The Dragon Touch KidzPad Y88X 10 tablet on Amazon, analyzed by EFF researchers, also comes with preinstalled riskware and an outdated parental control app called KIDOZ.
Retailers like Amazon have played a significant role in popularizing low-cost Android devices for children. However, based on research conducted by the Electronic Frontier Foundation (EFF) on such devices, there is a possibility that they may contain malware.
EFF’s researchers examined the Dragon Touch KidzPad Y88X 10 tablet from Amazon and discovered not only malware but also preinstalled riskware, along with an outdated parental control app called KIDOZ. Following the EFF’s investigations, Amazon removed the product from the platform. However, other Y88X models are still being sold on the site.
It is worth noting here that Amazon devices frequently face criticism due to the presence of preinstalled malware. In January 2023, the company gained attention for selling a T95 Android TV box that harboured sophisticated, persistent, and preinstalled malware embedded in its firmware.
Despite awareness of the issue, Amazon continued to sell these compromised devices until February 2023. In both instances, the devices were also infected by the same Corejava malware.
The Android Open Source Project (AOSP) is Google’s open-sourced Android operating system. Consequently, most Android devices available for purchase come equipped with AOSP, featuring multiple customization layers, commonly referred to as AOSP’s ‘skinned’ version.
In addition to beneficial features, these customized versions can facilitate the inclusion of undesired apps or bloatware. For instance, in 2019, Samsung pre-installed the Facebook app on its phones, allowing users only the option to disable it; however, it was later revealed to be a placeholder app. Nevertheless, in more malicious instances, customized versions can come with preinstalled malware.
That is precisely the case with the Dragon Touch Tablet. Researchers discovered that it harboured the notorious Corejava malware, as evidenced by the presence of directories such as “/data/system/Corejava” and “/data/system/Corejava/node” in the tablet’s firmware. These directories indicated the active presence of Corejava on the device. Another red flag was the inclusion of links to other manufacturers and unusual requests originating from the tablet.
Researchers initially powered on the tablet after the C2 servers of Corejava were taken down to prevent any attempts to download malicious payloads. However, the absence of any noticeable activity suggested a residual remnant of the malware, resembling a ‘copied homework,’ possibly a result of hurried production or left for potential future activities.

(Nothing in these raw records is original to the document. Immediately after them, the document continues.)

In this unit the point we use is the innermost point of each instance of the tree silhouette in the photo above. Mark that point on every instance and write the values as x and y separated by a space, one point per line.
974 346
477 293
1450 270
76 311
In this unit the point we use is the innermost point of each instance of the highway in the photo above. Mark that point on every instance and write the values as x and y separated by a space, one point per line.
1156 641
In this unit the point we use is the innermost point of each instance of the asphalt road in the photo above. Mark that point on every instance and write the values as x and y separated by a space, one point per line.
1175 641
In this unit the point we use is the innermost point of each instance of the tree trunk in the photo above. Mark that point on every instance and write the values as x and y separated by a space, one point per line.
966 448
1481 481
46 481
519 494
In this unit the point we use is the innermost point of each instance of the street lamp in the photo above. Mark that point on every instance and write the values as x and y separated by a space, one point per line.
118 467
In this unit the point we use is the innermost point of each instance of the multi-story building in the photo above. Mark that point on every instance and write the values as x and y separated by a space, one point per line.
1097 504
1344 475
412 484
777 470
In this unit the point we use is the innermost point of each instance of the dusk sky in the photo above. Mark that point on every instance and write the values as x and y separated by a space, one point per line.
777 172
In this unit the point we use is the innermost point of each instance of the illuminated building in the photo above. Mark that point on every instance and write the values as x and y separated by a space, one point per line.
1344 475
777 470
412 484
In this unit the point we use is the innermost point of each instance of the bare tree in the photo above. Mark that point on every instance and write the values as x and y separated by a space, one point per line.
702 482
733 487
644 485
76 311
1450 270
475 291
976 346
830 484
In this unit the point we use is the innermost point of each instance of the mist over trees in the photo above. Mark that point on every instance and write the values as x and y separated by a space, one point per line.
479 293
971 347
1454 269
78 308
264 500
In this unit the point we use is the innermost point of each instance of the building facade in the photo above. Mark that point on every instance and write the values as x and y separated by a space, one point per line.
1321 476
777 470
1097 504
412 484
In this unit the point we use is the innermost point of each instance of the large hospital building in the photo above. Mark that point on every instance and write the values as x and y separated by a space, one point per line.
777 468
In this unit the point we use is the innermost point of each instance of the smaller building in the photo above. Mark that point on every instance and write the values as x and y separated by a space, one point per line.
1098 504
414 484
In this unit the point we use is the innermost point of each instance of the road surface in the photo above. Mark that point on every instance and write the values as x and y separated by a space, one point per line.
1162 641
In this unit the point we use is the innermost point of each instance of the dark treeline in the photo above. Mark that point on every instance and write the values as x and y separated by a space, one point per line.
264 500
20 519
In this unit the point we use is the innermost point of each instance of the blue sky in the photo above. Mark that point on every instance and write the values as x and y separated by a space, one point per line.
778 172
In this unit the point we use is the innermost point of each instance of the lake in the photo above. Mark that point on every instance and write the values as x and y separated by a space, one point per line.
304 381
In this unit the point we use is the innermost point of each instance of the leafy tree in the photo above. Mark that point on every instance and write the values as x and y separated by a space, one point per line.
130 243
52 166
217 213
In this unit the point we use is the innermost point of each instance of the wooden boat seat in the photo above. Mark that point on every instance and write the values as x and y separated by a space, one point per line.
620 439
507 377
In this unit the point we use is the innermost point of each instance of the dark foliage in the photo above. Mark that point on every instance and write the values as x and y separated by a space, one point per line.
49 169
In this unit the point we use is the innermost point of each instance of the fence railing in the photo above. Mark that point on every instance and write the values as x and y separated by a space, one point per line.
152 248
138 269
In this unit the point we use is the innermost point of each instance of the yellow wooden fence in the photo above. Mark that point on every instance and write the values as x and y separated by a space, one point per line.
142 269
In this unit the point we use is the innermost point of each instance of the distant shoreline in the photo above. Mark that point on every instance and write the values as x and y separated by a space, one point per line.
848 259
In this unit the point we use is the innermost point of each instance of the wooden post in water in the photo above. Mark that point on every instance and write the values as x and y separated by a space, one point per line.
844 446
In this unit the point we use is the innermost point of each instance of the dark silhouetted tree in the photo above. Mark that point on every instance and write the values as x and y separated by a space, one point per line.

Moreover, this tablet was preloaded with Adups, which serve as “firmware over the air” (FOTA) update software and is also found on Android TV boxes. It was incorporated into the system under the name “Wireless Update.”
Adups is classified as malware, although there are supposedly “clean versions,” and one such version was present on this tablet. Adups comes preinstalled with the Dragon Touch OEM, and even after a factory reset, the application reappears, making it impossible to uninstall or disable.
Researchers also noted a significant correlation between Android TV box sellers and the Dragon Touch tablet. The group had registered multiple brands and shared an address with the tablet on Walmart. This led to the conclusion that all devices associated with this seller should undergo thorough scrutiny.
The Dragon Touch tablet is equipped with an outdated KIDOZ app that is apparently adware. Despite being COPPA Certified, this app functions as a mini operating system. Notably, its referrer, Tablet Express, is no longer operational.
This suggests that Dragon Touch has repurposed an old version of the app, which continues to collect and send data to Kidoz.net. The information includes details such as device model, brand, country, screen size, timezone, click events, view events, logtime of events, and the unique KID ID.
Furthermore, researchers discovered that the app Kids Paint FREE transmits precise GPS coordinates to an ad server, even though the server itself does not exist. This raises concerns about the privacy and security implications of the tablet’s preinstalled applications.
“This leakage of device-specific information over primarily HTTP (insecure) web requests can be targeted by bad actors who want to siphon information either on the device or by obtaining these defunct domains,” EFF blog post read.
Despite Amazon’s efforts to combat fake reviews, the marketplace giant needs to do more to address the escalating cybersecurity concerns, particularly when the targets are vulnerable children.